Vanaf nu werken wevoor onszelf
Enkel Fransen moeten langer werken voor Vadertje Staat
BRUSSEL - Ons land ‘vierde’ gisteren Tax Liberation Day. Vanaf die dag moeten werknemers niet meer werken om hun belastingen te kunnen betalen, maar maken ze winst die op hun eigen rekening mag blijven. Een rekenoefening maakt duidelijk dat van elke 100 euro belastinggeld in ons land 20,1 euro naar pensioenen gaat, 14,2 euro naar gezondheidszorg en 11,9 euro naar onderwijs. Op Frankrijk na is er geen enkel Europees land waar Vadertje Staat meer lasten heft op het salaris van de gemiddelde werknemer dan in België. Volgens het Institut Economique Molinari bedraagt het reële belastingtarief (inclusief btw) van een Belgische werknemer nu 56,70 procent. Dat is 12 procent meer dan het gemiddelde van de andere EU-lidstaten. Anders gezegd: als u en ik 1 euro netto willen overhouden, moeten we bruto 2,15 euro verdienen. Opmerkelijk is dat we er, ondanks beloftes van de regering-Michel over meer koopkracht, niet op vooruitgaan. De voorbije jaren viel Tax Liberation Day immers ook op 27 juli. Met de nieuwe maatregelen die de regering dinsdag heeft aangekondigd, zou dat kunnen veranderen. De EU-ranking wijst uit dat de gemiddelde werknemer op Cyprus het beste af is. Daar valt Tax Liberation Day op 27 maart. Met een reëel belastingtarief van 23,40 procent moet de Cyprioot dus net geen drie maanden per jaar wer- ken om zijn belastingen te kunnen betalen. Malta (36,03 procent) en Ierland (31,77 procent) vervolledigen de top drie van landen waar de loonlasten het laagst zijn. Bij Frankrijk en België vinden we achteraan in het peloton ook Oostenrijk, Duitsland en Griekenland terug.
Sociale bescherming
Als we dan toch zoveel belastingen betalen, vraagt u zich wellicht af wat er allemaal met dat geld – het gaat gemiddeld om 19.540 euro per Belg – gebeurt. Uit een oefening die De Tijd een half jaar geleden op basis van gegevens van de Nationale Bank maakte, gaat zowat de helft naar pensioenen, gezondheidszorg, kinderbijslag, werkloosheid- en ziekte-uitkeringen en andere vormen van sociale bescherming. Bij onze noorderburen is dat wat minder, in Frankrijk wat meer.

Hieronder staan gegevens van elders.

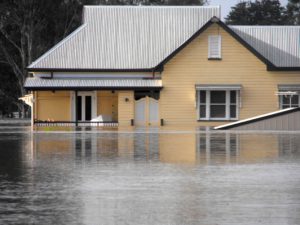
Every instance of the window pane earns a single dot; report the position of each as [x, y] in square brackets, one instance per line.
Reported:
[217, 111]
[202, 111]
[295, 99]
[202, 96]
[286, 99]
[233, 97]
[233, 111]
[218, 96]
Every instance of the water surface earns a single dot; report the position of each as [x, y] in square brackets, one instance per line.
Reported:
[157, 177]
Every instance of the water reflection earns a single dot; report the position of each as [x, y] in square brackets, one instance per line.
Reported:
[149, 178]
[187, 148]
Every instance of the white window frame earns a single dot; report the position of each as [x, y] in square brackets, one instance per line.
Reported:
[210, 55]
[227, 105]
[281, 99]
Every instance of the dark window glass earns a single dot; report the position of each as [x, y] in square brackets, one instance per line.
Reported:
[218, 97]
[233, 111]
[286, 99]
[78, 108]
[217, 111]
[233, 97]
[285, 106]
[142, 94]
[295, 100]
[202, 97]
[88, 107]
[203, 111]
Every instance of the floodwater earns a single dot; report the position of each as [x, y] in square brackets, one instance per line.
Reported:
[149, 177]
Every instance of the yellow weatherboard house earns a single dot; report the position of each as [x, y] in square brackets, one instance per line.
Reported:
[152, 66]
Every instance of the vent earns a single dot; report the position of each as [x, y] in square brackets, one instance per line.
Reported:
[214, 47]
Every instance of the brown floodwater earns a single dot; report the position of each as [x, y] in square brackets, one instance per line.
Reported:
[142, 176]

Van elke 100 euro die Vadertje Staat ontvangt, gaat 20,1 euro of in totaal 47 miljard euro naar pensioenen. Met 14,2 euro en 11,9 euro zijn respectievelijk gezondheidszorg en onderwijs de twee andere grote slokoppen. Vooral het budget voor onderwijs ligt opmerkelijk hoger dan in de ons omringende landen. Het hoge aantal leerkrachten per scholier is hiervoor de voornaamste reden.
Overheid
Een andere grote kost is de staat zelf. Van elke 100 euro belastinggeld gaat 10 euro naar onze zes parlementen, het koningshuis, de kabinetten, de consultants die voor de kabinetten werken, de ambassades in het buitenland, de overheidsdiensten, de regio’s en de gemeenten. We betalen daarvoor een pak meer dan in Nederland en Duitsland, hoewel die ook federaal georganiseerd zijn. Zelfs het grote Frankrijk geeft minder uit aan overheidsdiensten.

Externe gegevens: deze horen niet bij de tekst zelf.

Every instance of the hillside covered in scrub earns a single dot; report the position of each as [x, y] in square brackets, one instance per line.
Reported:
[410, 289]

Dat de inning van de belastingen (door de administratie) in het huidige informaticatijdperk 1,15 euro per 100 euro belastinggeld kost, valt ook moeilijk te vatten. In Nederland is dat bijvoorbeeld slechts 0,95 euro. Tenslotte maakt onze hoge overheidsschuld (430 miljard euro) dat ook de rentelasten zwaar wegen op onze belastingfactuur. Ondanks de historisch lage rente bedragen die 11,3 miljard euro. Dat is meer dan er op jaarbasis wordt besteed aan mobiliteit.